Efforts have been made in recent years to encourage and enhance the engagement of shareholders in the governance of companies. These efforts have been focused on companies with publicly traded shares with dispersed ownership where there is a divorce of ownership and control (see Chapter 1 at section 1.2.4). Shareholders (investors) are looked to to monitor the self-interested behaviour of directors, particularly in relation to directors’ remuneration (see, for example, the new rules prohibiting the payment of remuneration to directors of quoted companies except in accordance with a directors’ remuneration policy approved in advance by shareholder resolution, which are covered in section 9.3.4). The structure of share ownership forming the context in which these efforts are being introduced is discussed under the heading ‘Shareholders in publicly traded companies’ in section 9.2.1.


In this chapter, the shareholders as a body and the board of directors are considered in turn followed by examination of the appointment and removal of individual directors. We then take a very brief look at the role of the company secretary and a company’s officers. The final section of this chapter steps away from core company law to consider corporate governance in a broader context.


9.2 Shareholder governance


9.2.1 Introduction


The role of shareholders in the governance of any given company is established by a combination of:


image  constitutional rules of the company (the articles of association);


image  statute law (the Companies Act 2006 and the Insolvency Act 1986);


image  cases recognising the power of the shareholders in certain circumstances.


Shareholders are sometimes referred to as ‘residual controllers’ of the company. Four main points support this:


image  the law requires certain fundamental decisions to be made by the shareholders;


image  whilst the articles normally entrust management to the board of directors they also usually reserve a right for shareholders to direct the board by special resolution on any specified matter;


image  if the board is unable to act, power will revert to the shareholders;


image  shareholders have the right to remove directors from office (and usually have the right to appoint directors).

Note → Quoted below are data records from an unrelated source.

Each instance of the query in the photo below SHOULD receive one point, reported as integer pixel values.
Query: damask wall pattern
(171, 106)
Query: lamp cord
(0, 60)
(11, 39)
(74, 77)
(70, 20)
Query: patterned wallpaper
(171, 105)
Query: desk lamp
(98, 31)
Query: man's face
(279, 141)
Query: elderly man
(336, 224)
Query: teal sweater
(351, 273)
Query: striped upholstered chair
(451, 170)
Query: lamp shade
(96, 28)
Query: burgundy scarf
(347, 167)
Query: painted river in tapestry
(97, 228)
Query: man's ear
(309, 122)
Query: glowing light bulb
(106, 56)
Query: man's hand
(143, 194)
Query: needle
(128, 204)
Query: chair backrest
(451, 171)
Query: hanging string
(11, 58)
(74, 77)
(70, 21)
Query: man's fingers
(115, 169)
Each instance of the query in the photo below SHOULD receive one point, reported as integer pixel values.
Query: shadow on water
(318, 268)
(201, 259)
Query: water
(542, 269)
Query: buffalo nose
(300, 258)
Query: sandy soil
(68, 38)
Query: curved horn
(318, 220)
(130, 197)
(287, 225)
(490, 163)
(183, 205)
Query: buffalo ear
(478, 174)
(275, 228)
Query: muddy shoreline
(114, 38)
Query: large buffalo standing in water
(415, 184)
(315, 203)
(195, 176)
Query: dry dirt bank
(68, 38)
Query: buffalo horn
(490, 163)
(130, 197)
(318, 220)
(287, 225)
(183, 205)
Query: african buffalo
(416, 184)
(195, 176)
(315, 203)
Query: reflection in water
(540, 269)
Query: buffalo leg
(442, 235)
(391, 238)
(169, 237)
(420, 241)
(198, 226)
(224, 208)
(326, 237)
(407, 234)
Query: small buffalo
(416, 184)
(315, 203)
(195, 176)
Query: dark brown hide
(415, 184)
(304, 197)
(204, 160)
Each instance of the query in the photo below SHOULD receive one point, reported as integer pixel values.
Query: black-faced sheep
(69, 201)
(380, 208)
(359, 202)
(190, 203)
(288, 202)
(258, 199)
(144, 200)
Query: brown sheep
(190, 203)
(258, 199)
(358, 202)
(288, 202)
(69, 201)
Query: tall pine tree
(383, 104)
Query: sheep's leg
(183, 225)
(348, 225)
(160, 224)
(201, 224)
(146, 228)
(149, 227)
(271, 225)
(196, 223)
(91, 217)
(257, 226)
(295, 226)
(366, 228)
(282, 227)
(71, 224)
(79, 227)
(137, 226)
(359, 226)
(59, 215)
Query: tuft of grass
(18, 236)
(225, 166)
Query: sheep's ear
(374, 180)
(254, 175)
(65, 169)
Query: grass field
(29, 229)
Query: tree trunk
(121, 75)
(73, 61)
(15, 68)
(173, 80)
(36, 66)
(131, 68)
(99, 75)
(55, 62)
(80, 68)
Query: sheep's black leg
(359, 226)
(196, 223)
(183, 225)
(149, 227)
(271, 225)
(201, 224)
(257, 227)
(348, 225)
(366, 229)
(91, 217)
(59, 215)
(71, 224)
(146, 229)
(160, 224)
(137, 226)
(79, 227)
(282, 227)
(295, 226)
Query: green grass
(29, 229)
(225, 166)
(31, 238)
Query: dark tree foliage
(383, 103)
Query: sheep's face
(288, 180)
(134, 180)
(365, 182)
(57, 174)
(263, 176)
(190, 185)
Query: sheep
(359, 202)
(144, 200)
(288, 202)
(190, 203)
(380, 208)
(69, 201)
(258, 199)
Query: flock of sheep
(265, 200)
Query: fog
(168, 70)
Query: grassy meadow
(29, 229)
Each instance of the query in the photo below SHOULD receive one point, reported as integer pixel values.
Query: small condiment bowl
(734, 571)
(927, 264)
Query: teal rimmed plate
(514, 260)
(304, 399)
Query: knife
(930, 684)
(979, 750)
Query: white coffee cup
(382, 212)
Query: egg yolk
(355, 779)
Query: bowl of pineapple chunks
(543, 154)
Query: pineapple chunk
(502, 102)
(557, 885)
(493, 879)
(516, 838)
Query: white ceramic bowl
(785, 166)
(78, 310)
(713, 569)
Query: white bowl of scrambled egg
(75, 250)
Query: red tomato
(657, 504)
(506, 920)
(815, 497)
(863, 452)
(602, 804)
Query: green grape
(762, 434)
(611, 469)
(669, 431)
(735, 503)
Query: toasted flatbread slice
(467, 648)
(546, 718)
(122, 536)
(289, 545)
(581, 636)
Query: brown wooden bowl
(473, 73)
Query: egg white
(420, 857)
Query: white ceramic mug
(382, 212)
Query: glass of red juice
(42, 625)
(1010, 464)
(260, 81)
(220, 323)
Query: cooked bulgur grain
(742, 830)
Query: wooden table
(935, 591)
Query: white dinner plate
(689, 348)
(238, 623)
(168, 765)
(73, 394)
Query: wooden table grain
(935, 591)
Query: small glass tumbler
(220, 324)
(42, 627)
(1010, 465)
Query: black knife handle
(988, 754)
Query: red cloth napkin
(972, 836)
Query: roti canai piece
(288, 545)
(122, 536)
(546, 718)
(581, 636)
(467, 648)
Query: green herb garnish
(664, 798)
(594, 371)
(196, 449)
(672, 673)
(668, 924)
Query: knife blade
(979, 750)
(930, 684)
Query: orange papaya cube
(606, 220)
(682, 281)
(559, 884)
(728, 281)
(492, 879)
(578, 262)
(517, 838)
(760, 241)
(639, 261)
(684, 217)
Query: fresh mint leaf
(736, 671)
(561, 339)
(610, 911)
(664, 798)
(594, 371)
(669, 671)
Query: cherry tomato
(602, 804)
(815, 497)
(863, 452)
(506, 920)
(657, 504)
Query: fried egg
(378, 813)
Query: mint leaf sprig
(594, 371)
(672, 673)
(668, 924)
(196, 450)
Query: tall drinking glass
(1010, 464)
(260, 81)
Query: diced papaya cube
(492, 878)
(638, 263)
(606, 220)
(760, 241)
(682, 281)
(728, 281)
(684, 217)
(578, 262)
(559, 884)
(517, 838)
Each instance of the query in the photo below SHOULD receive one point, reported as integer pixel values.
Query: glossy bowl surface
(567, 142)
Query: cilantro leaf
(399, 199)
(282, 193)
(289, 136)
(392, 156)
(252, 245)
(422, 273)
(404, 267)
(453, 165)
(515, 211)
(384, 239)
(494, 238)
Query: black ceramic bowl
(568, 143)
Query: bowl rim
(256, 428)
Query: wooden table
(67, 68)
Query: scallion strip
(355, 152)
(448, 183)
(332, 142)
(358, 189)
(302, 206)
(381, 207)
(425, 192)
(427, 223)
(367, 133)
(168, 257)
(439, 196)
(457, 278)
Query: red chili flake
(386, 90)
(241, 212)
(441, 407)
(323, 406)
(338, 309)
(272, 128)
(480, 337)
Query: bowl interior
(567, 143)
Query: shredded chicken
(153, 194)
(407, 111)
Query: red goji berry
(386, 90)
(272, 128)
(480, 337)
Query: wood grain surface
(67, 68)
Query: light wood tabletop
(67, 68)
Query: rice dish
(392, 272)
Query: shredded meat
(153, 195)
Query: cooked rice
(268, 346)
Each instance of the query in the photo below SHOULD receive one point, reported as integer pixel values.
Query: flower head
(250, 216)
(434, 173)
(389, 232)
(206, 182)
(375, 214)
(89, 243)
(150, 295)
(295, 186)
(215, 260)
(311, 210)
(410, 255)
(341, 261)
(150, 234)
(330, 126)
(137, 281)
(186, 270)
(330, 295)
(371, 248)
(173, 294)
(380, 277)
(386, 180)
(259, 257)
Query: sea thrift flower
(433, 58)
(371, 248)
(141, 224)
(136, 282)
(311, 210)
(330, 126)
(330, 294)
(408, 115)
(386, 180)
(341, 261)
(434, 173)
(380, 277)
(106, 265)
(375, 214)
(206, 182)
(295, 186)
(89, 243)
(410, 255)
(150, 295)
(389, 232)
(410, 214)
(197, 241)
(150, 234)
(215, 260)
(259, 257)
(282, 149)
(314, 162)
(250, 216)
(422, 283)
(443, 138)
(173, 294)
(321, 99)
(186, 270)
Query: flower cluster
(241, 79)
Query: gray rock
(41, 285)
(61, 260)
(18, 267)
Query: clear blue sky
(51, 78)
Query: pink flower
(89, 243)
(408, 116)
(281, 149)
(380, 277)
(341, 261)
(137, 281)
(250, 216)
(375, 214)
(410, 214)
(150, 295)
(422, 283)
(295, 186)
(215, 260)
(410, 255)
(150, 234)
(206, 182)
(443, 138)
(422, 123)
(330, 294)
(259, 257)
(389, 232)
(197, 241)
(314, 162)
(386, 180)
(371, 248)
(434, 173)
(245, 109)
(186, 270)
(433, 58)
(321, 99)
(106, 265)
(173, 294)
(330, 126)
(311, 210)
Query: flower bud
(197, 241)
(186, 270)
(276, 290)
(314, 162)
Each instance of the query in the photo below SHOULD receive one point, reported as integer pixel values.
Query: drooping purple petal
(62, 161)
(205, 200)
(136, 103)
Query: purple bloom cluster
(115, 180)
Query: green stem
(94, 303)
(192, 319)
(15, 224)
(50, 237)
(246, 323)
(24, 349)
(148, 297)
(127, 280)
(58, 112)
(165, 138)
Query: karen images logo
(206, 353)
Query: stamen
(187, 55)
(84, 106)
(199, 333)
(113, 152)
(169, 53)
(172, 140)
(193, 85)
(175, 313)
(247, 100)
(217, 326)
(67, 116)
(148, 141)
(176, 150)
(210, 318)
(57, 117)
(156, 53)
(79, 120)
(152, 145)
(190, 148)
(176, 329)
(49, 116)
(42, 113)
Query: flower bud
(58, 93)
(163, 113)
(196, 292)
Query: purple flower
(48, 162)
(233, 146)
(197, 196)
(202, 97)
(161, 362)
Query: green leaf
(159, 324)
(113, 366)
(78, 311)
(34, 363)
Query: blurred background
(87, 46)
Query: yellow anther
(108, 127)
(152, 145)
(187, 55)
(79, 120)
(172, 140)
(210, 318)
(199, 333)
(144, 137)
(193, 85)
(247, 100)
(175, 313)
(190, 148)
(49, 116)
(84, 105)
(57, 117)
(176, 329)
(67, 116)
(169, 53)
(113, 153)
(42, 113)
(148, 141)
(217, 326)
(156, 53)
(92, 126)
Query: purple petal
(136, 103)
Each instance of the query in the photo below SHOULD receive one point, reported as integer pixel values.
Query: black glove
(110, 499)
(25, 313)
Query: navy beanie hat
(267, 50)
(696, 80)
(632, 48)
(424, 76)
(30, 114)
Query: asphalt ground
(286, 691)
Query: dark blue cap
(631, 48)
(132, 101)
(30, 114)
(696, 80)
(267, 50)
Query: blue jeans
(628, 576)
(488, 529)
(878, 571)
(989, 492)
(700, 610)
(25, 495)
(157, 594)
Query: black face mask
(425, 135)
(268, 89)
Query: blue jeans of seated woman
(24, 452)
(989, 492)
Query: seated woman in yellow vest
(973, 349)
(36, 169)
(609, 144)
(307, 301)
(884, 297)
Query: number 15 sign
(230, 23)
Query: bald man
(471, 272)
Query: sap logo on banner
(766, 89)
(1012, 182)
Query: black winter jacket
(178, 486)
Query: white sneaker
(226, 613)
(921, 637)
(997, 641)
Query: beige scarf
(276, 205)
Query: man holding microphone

It is important to distinguish clearly between a shareholder acting as part of the decision-making governance body of the company and a shareholder acting in an individual capacity to enforce his or her personal rights. The rights and obligations of a shareholder acting in his personal capacity were dealt with in part in Chapter 5 when we considered the rights of a shareholder to enforce provisions in the articles and are also considered in Chapter 14. They are not considered further in this chapter.


Shareholders in closely held companies


The role played by shareholders in a closely held company is typically very different from the role played by shareholders of a company with dispersed ownership. Closely held companies are usually ‘owner-managed’ companies. The practical difficulty here is that decision-making can be very informal. Very often, the major shareholders are the directors who are also the executives/managers of the company. The shareholder/director/manager individual is usually focused on running the business of the company, not figuring out in which capacity the law requires him to take a particular decision. He has no practical concern to ‘get the legal paperwork right’. Compared to the procedures in place for public companies, the law provides simpler, less formal procedures for decisions to be made by both shareholders (essentially no need for annual general meetings and the option to make written resolutions) and boards of directors of private companies.


Shareholders in publicly traded companies


The scenario outlined above is in stark contrast to a large public company with many shareholders in which the main, indeed virtually sole, interest of shareholders is to see the price of their shares increase and receive adequate dividends on their shares. Consider, for example, individuals who own shares in Vodafone Group plc, BT Group plc or in the parent company of a banking group, such as Lloyds Banking Group plc.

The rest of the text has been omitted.